8. Managing Allocation Pressures

The overriding principle for Norfolk Children’s Services is that is that all statutory cases should be allocated to ensure those children who are assessed as the most vulnerable and meet the threshold criteria are allocated to a suitably qualified worker.

Therefore there will be no statutory cases unallocated.

All cases where children are subject of a child protection plan or are a Looked After Child must be allocated. This must be a matter of priority. Where this is challenging, it must be flagged up with the Head of Service who will look to allocate elsewhere in the service. CSLT must also be notified.

Delays in allocating cases should be kept to a minimum. Where delays occur in allocation families should be kept informed about the duration of any delay. Professionals working with the family should also be informed about any delay in allocation of the case and advised about progress in achieving allocation.

Any periods where there are likely to be future or actual delays in allocating child protection or CLA cases must be reported to all senior managers including the Director of Children’s Services.

Managers need to ensure effective monitoring of workloads across teams and services and ensure discussions about workload and workflow are discussed in supervision. Staffing issues, capacity, and fluctuations of work should be pre-empted where possible to ensure there are no delays in allocation of cases. Where persistent difficulty is evident both the Director Children’s Services and the Lead Member need to be advised.

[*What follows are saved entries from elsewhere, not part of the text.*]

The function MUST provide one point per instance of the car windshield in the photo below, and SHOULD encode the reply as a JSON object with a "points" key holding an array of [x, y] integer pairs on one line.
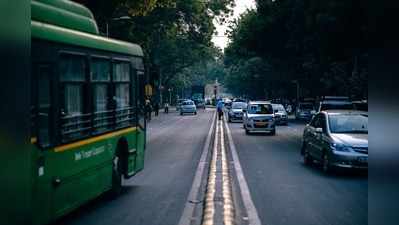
{"points": [[188, 103], [306, 106], [260, 109], [279, 108], [239, 105], [348, 123]]}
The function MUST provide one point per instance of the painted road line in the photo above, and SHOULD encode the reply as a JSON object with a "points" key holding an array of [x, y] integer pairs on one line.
{"points": [[192, 198], [253, 217], [208, 216], [228, 204]]}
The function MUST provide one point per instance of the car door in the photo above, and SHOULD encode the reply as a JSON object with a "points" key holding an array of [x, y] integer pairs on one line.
{"points": [[319, 138]]}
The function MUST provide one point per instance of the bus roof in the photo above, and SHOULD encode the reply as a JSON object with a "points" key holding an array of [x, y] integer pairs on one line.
{"points": [[64, 14], [70, 23]]}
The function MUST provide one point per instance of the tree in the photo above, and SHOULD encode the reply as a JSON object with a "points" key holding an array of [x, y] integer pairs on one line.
{"points": [[322, 44]]}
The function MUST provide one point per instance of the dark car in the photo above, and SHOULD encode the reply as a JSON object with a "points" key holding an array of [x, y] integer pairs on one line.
{"points": [[335, 102], [235, 112], [337, 138], [305, 111]]}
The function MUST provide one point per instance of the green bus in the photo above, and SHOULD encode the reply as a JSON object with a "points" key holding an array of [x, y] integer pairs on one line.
{"points": [[87, 123]]}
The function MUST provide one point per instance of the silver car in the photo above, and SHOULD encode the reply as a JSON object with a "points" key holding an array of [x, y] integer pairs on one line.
{"points": [[337, 138], [280, 114], [235, 113], [188, 106], [259, 117]]}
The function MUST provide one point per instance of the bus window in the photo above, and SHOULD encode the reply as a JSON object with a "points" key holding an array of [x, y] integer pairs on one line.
{"points": [[121, 79], [43, 105], [100, 78], [75, 123]]}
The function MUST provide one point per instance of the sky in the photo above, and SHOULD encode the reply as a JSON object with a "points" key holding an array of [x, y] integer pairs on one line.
{"points": [[241, 5]]}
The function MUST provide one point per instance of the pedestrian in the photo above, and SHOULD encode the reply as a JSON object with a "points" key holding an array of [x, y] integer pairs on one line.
{"points": [[166, 108], [156, 108], [219, 107], [289, 108], [148, 109]]}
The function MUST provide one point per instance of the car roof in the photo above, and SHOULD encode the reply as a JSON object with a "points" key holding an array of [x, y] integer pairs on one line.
{"points": [[259, 102], [343, 111]]}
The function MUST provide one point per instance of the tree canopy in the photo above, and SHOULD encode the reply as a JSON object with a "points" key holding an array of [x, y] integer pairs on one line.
{"points": [[320, 44], [175, 34]]}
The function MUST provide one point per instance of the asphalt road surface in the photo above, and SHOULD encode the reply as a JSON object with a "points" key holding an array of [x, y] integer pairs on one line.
{"points": [[157, 195], [284, 191]]}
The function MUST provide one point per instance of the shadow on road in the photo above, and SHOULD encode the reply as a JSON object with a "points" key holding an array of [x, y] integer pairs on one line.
{"points": [[95, 205]]}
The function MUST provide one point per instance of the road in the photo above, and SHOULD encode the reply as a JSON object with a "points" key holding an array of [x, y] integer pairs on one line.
{"points": [[157, 195], [284, 191], [287, 192]]}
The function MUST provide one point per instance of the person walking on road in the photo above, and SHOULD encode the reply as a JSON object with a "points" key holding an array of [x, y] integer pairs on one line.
{"points": [[166, 108], [156, 108], [148, 109], [219, 107]]}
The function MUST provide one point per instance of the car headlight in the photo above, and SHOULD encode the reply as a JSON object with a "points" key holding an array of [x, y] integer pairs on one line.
{"points": [[341, 147]]}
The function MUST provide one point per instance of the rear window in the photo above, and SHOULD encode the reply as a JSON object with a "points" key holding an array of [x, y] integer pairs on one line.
{"points": [[306, 106], [327, 106], [342, 123], [188, 103], [239, 105], [260, 109]]}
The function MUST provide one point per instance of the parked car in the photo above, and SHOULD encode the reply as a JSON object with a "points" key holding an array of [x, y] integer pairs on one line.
{"points": [[259, 117], [235, 112], [337, 138], [188, 106], [305, 111], [199, 103], [280, 114], [335, 102], [361, 105], [179, 102]]}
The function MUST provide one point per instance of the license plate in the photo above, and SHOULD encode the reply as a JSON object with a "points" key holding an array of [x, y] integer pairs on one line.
{"points": [[363, 159]]}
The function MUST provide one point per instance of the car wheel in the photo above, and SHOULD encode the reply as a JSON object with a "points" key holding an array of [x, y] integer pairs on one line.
{"points": [[326, 163], [307, 158]]}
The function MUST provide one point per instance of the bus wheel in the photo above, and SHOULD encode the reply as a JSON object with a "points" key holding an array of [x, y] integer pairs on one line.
{"points": [[116, 177]]}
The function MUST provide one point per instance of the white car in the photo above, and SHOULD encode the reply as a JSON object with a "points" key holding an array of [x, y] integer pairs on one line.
{"points": [[188, 106], [259, 117], [235, 113]]}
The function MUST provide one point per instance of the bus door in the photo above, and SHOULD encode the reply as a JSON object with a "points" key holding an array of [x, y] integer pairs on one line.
{"points": [[41, 138], [141, 121]]}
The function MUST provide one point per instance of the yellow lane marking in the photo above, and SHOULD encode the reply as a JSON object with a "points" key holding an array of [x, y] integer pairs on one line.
{"points": [[33, 140], [228, 205], [93, 139], [228, 209], [209, 208]]}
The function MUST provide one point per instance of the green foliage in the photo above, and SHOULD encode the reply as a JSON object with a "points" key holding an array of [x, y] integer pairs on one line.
{"points": [[175, 34], [322, 44]]}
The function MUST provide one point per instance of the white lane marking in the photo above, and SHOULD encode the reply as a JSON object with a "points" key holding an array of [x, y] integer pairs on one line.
{"points": [[253, 217], [189, 207]]}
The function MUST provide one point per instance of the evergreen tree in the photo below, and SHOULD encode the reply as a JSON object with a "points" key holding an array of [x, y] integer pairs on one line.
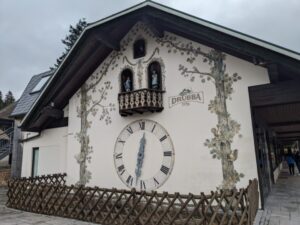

9. Checklist for Case Transfer/Closure

Before case transfer or closure, relevant assessments must be shared with children, families and the professionals involved. All professionals involved must be notified of the transfer or closure and reason for it alongside children and families. On the electronic recording system, all personal details, network details, and classifications must be up to date and payments ceased where appropriate. Assessments and activities must be completed and an up to date chronology attached to the electronic record. Reason for transfer/closure must be clear within the most recent assessment or in the closure form. Any paper records must be properly filed and their location recorded on the electronic record. CiN Episode and data protection episode must be closed before case closure.